Ini Beda Kebijakan Sistem Pangan RI dan Malaysia

Indonesia dan Malaysia telah menjalankan kebijakan untuk mewujudkan ketahanan pangan mandiri.

oleh Fiki Ariyanti diperbarui 30 Okt 2017, 18:45 WIB
Diterbitkan 30 Okt 2017, 18:45 WIB
Sawah (Ilustrasi)
Sawah (Antara Foto)

Liputan6.com, Jakarta Jumlah penduduk di dunia diprediksi mencapai 9 miliar pada 2030. Seluruh negara mempunyai tantangan untuk menghidupi umat manusia, salah satunya melalui ketersediaan pangan.
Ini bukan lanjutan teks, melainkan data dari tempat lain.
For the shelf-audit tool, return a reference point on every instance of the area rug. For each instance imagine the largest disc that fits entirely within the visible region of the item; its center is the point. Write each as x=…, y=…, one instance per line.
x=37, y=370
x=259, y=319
Indonesia dan Malaysia telah menjalankan kebijakan untuk mewujudkan ketahanan pangan mandiri.

Menteri Keuangan (Menkeu), Sri Mulyani Indrawati memprediksi jumlah penduduk Indonesia akan mencapai sekitar 300-350 juta jiwa dalam kurun waktu 15-16 tahun ke depan. Laju pertambahan penduduk ini menjadi tantangan pemerintah di masa mendatang.

"Kalau isu ini tidak di-address, kita bisa terancam masalah kelangkaan pangan akibat masalah cuaca dan faktor lainnya. Apalagi Indonesia adalah negara besar dengan jumlah pulau 18 ribu tersebar di Indonesia," terangnya di Jakarta, Senin (30/10/2017).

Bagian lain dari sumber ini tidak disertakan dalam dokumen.